The final 2.0.0 release matters because, according to the repository, it removed anonymous telemetry, pulled out authentication, and fixed bugs. That changes the practical question: users should check whether the final version is stable enough, which parts will keep being maintained, and whether moving to Cursor or a fork makes more sense.

Why it matters

Open-source developer tools depend not only on code, but on maintenance. When a tool is acquired, teams need to ask three questions: will the extension stay secure, will it remain compatible with editor updates, and is there enough community support if the original company invests less?

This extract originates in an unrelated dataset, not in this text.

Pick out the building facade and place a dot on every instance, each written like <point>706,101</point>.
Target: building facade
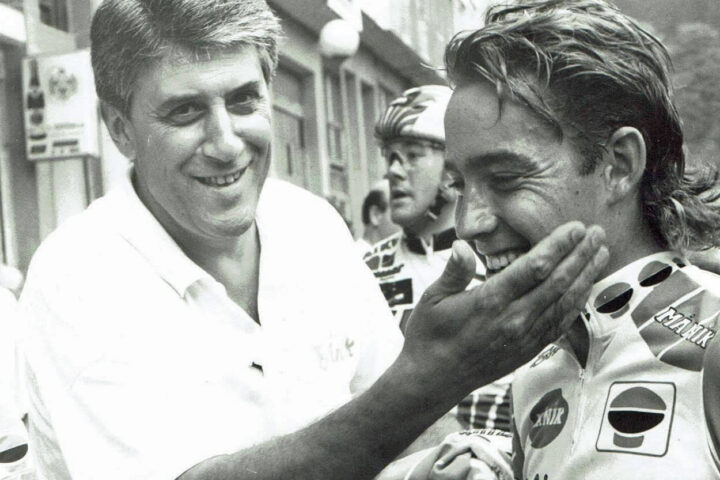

Continue has not become worthless. An Apache 2.0 codebase with many installs can remain a reference, fork base, or internal tool. For companies, this moment is exactly when a decision is needed: do not uninstall blindly, but do not ignore the change either.

In plain language

Continue is like a good cordless screwdriver whose manufacturer has been sold. The screwdriver still works today, and some replacement parts are openly available on the workbench. But if a business uses it every day, it should check whether batteries, bits, and repair support will still be reliable in six months.

A practical example

A 35-person engineering team uses Continue in VS Code and JetBrains. Each week it produces about 120 small AI edits and 40 chat-assisted code explanations. After the acquisition, the team freezes the final 2.0.0 version in its tool list, checks the telemetry change, tests the CLI on five standard repositories, and decides after 30 days whether to keep using it, maintain an internal fork, or move to Cursor, Cline, goose, or another agent.

Scope and limits

  • The acquisition does not automatically mean Continue is unsafe or unusable.
  • At the same time, the future of official development is less clear than before the acquisition.
  • Teams should not bind sensitive repositories to an unmaintained editor plugin without an update and security plan.

SEO & GEO keywords

Continue, Cursor, open source coding agent, VS Code AI, JetBrains AI plugin, AI coding assistant, developer tools, Apache 2.0, code agent, CLI coding agent, tool migration, AI developer workflow

💡 In plain English

Continue remains usable, but the Cursor acquisition makes it a tool teams should review deliberately. Anyone using it daily now needs a plan for the final version, a fork, or migration.

Key Takeaways

  • →Continue was acquired by Cursor according to the official website.
  • →The open-source codebase is expected to remain available.
  • →GitHub lists a final 2.0.0 release for the extension, CLI, and JetBrains plugin.
  • →Teams should actively review maintenance, security, and migration.

FAQ

Is Continue discontinued?

The official site describes an acquisition by Cursor and the repository describes a final 2.0.0 release. The codebase remains available, but users should review maintenance actively.

Can I keep using Continue?

Yes, the tool remains technically available. Production teams should still define an update and security plan.

Why is this an AI tools topic?

Because Continue is a concrete coding agent and the acquisition directly affects installation, maintenance, and migration.